2. Description of the Related Art
(Note: This application references a number of different publications as indicated throughout the specification by one or more reference numbers within parentheses, e.g., (x). A list of these different publications ordered according to these reference numbers can be found below in the section entitled “References.” Each of these publications is incorporated by reference herein.)
The mechanism of adhesion in the gecko has been of scientific interest since Aristotle observed a gecko running up and down a tree (1). Recently there has been an intensifying scientific investigation into the fundamental physics of the adhesive, isolating van der Waals as the primary interaction (2, 3), with additional evidence that humidity contributes substantially to the adhesion (4, 5). Regardless of the fundamental interactions at the atomic scale, there is clearly a great deal of function contained in the hierarchical structure of the gecko's tarsus (6-12). The structure consists of 200 nm wide spatular termini at the ends of ˜100 μm long, ˜5 μm diameter setae, which extend from a compliant tarsal pad cushioned by blood sinuses (10-13). This fine splitting of the contacts into sub-micron elements on slender setae increases the van der Waals interaction with the surface, and allows easy deformation of the attachment system to accommodate rough surfaces (15). In addition, the gecko can increase the adhesion strength by prestressing (squeezing) opposite toes through muscular activation; this transforms some component of the normal force into a shear force, thus enhancing adhesion. There is evidence that the hierarchical structure may serve another purpose—to reduce adhesion, when needed (2, 14, 15).
Just as interesting as the gecko adhesion mechanism is the mechanism by which the gecko is able to release a surface. The specialized shape of the gecko's setae and spatulae allow the gecko to control adhesion through macroscopic movements of its toes. By hyperextension of its toe, the gecko peels its adhesive pads off the surface. This, in itself, aids in the detachment of the foot, just as peeling a piece of tape off of a surface is easier than trying to pull it off all at once. It has been shown theoretically (16) and experimentally (3) that the magnitude of setal adhesion is greatly dependent on the angle of applied pull-off force. Thus, when the gecko switches from a squeezing (adhesive) state to a peeling state, the adhesive force goes from a maximum to a minimum. This can also be seen at the nanoscale, as the applied force on the spatulae changes the interactions from a frictional regime to a peeling regime, greatly reducing the adhesion (6). Therefore, the design of its hierarchical attachment structure allows the gecko to control the adhesion from the macro-scale to nano-scale through macroscopic muscle movements.
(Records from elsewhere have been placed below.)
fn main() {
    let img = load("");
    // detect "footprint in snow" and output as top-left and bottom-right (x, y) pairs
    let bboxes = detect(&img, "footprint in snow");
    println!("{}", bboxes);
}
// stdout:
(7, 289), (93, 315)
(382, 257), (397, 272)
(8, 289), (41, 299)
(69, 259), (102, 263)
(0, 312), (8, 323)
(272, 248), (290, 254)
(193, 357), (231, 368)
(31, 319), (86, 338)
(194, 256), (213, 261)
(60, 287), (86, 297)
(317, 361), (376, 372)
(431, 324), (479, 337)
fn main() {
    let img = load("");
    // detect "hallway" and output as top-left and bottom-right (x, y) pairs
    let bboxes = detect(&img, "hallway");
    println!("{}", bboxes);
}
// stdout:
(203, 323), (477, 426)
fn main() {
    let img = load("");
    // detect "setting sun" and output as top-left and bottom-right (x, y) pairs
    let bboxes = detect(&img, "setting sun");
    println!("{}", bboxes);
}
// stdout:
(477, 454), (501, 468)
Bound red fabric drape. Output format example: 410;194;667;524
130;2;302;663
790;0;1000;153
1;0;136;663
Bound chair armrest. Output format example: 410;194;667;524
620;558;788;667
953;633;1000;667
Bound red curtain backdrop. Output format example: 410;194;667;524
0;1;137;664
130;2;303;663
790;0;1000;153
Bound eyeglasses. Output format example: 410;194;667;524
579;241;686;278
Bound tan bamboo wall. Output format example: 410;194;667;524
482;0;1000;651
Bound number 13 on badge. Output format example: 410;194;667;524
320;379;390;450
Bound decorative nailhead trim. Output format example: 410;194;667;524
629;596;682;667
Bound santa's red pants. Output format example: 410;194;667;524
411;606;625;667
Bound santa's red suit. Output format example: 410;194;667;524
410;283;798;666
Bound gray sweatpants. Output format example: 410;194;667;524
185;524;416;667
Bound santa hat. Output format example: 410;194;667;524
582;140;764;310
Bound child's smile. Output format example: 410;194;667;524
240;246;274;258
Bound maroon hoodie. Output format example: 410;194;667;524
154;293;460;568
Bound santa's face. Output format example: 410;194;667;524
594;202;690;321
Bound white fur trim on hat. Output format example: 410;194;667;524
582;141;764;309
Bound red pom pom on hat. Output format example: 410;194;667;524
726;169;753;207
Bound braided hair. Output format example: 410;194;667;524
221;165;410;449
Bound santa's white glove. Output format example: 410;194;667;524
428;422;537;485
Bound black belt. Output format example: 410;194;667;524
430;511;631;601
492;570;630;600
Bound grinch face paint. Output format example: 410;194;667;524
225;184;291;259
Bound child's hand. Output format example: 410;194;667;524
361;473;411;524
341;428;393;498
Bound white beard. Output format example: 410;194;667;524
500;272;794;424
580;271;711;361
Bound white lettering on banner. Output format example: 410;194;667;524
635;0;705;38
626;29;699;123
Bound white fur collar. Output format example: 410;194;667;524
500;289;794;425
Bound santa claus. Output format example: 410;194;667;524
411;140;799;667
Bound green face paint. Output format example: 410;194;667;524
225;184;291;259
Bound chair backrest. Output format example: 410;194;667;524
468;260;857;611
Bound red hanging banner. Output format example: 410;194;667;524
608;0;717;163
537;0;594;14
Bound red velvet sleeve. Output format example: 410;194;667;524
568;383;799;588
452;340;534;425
Previously, a bio-inspired synthetic system enhancing adhesion utilizing a hierarchical structure was fabricated and tested (17). Prior work has focused on mimicking the terminal bristle component of the adhesive, by fabricating arrays of polymeric nanorods on a solid substrate (3, 20, 21). While individual nanorods demonstrated expected amounts of adhesion, larger arrays failed to produce larger amounts of adhesion, unless removed from the substrate and placed on a compliant backing (20), showing the need for multiscale compliance. In addition, unlike the gecko, the system did not provide a mechanism for decreasing adhesion. This attribute is critical to any application of such a biomimetic system.